As intervenções artísticas feitas pelos alunos dos cursos de Artes, da Escola de Comunicações e Artes (ECA), foi uma construção conjunta, conta Ludmila Facella, estudante de segundo ano de Artes Cênicas. Desde a primeira reunião, o grupo já tinha cerca de 60 pessoas, dos mais diversos cursos da USP, dando idéias e planejando como as intervenções seriam feitas. “Optamos por caprichar mais na parte visual do que na falas. Foram intervenções mais plásticas do que cênicas”, diz Ludmila. O grupo teve o apoio do Maracatu, banda da FAU, formando uma espécie de carnaval, com alas que representavam pautas da greve.

Uma das criações mais chamativas e conhecidas é o tanque de guerra rosa, que vem circulando pela USP desde o começo da greve. Com um canhão de papelão, um monitor e vários acessórios tecnológicos – desde buzinas até impressoras, saídas de som e projeto para ser conectado via satélite -, o tanque é uma representação tanto da repressão da PM quanto uma crítica ao programa Universidade Virtual do Estado de São Paulo (UNIVESP). Paulo Fávero, estudante de quinto ano das Artes Plásticas e um dos construtores do tanque, explica que o carrinho assume dois papéis no meio do movimento: hora com os PMs, representando a repressão dos estudantes, e hora com os estudantes, significando a arma simbólica contra as armas reais. Aliás, a cor do tanque é uma das simbologias mais significativas. “A escolha do rosa foi para contrapor com a brutalidade, a rigidez dos tanques de guerra de verdade. Nossa arma é simbólica, não é de forças letais”, explica Paulo.

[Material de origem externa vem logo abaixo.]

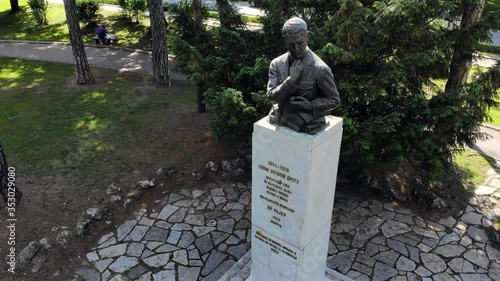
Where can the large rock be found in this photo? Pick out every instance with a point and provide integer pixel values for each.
(28, 253)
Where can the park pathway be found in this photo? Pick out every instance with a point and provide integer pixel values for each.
(199, 233)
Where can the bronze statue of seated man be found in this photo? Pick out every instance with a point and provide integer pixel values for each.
(301, 85)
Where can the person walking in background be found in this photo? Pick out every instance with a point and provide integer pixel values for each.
(101, 33)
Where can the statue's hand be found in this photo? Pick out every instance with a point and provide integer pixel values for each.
(296, 71)
(301, 104)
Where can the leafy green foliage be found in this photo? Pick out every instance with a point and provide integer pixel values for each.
(233, 117)
(385, 56)
(39, 10)
(133, 9)
(88, 12)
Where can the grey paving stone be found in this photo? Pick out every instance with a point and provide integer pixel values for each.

Atualmente, o tanque está sendo reformado para voltar a participar das intervenções ainda essa semana. Durante o confronto com a polícia na terça-feira do dia 09, o tanque artístico foi literalmente atropelado pela tropa de choque.

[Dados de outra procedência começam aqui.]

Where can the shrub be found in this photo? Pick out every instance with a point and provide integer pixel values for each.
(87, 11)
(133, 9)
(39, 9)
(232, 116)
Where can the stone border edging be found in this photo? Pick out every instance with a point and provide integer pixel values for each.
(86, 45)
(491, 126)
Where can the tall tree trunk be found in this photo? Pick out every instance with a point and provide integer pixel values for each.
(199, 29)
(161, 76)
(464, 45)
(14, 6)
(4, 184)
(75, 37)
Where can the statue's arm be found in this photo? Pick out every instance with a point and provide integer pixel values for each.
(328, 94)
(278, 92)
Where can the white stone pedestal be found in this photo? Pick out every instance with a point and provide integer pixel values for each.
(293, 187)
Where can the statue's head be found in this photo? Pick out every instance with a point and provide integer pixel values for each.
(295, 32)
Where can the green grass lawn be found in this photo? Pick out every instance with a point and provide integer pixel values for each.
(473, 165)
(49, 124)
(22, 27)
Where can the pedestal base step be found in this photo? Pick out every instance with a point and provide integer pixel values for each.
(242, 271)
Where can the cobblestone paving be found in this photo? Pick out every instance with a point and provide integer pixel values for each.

Outra intervenção bem conhecida são as vídeo-criaturas. Trata-se de pessoas que andam pelo campus com monitores de computador na cabeça e teclados nos braços. A crítica é contra a UNIVESP, sendo que as criaturas dialogam com os transeuntes de maneira divertida explicando como é ser um aluno formado por ensino à distância.

Há também a ala de crítica às eleições para reitor: pessoas com coroas representavam o “poder monárquico” da reitora, formando um quadrado em que seguravam uma faixa interditando o centro, no qual havia uma pessoa, também de coroa, segurando uma urna de votação e repetindo frases como “Não se preocupem, vamos reprimir tudo, mesmo! Vamos acabar com essa palhaçada de greve!”. A crítica é ao fato do reitor não ser escolhido por eleições diretas e sim pelo governador. Ludmila acredita que a forma como essa crítica é feita vale mais do que manifestações que acusem diretamente a repressão ou a maneira como a reitoria vem agindo. “Ao invés de apontar o dedo para dizer que o que eles estão fazendo é errado, a gente coloca no ato alguém falando justamente o discurso deles, brincando com isso, (…) e isso acaba mostrando o absurdo desse discurso. Assim, as pessoas interagem mais”.

Dentro das alas da intervenção, havia um grupo disperso chamado, entre si, de “Comissão Simpatia”. Seu objetivo era levar o motivo das intervenções às pessoas que estariam nas ruas e principalmente às que ficariam presas no trânsito no dia em que houve a manifestação do dia 09. Além dos panfletos, a ala escreve bilhetes e até cartas inteiras à mão, explicando os motivos do manifesto. A originalidade está justamente em mensagens escritas, que explicariam coisas que as outras intervenções podiam deixar abertas. “Não somos contra o ensino a distância, por exemplo”, explica ela, “E isso podia ser interpretado com as vídeo-criaturas. As cartas escritas à mão são mais pessoais”.

Além dos alunos de Artes, havia também as intervenções dos alunos do Ceupes (Centro Acadêmico de Ciências Sociais). Eles usavam chapéus vermelhos altos, parecidos com frades. A critica é associar a eleição para reitor com a maneira como os papas são escolhidos, por uma conclave restrita de cardeais. “é uma discussão de poder dentro da universidade. Os cardeais são os professores titulares que estão no conselho universitário”, diz Thiago Aviar, do terceiro ano das ciências sociais e diretor do Ceupes.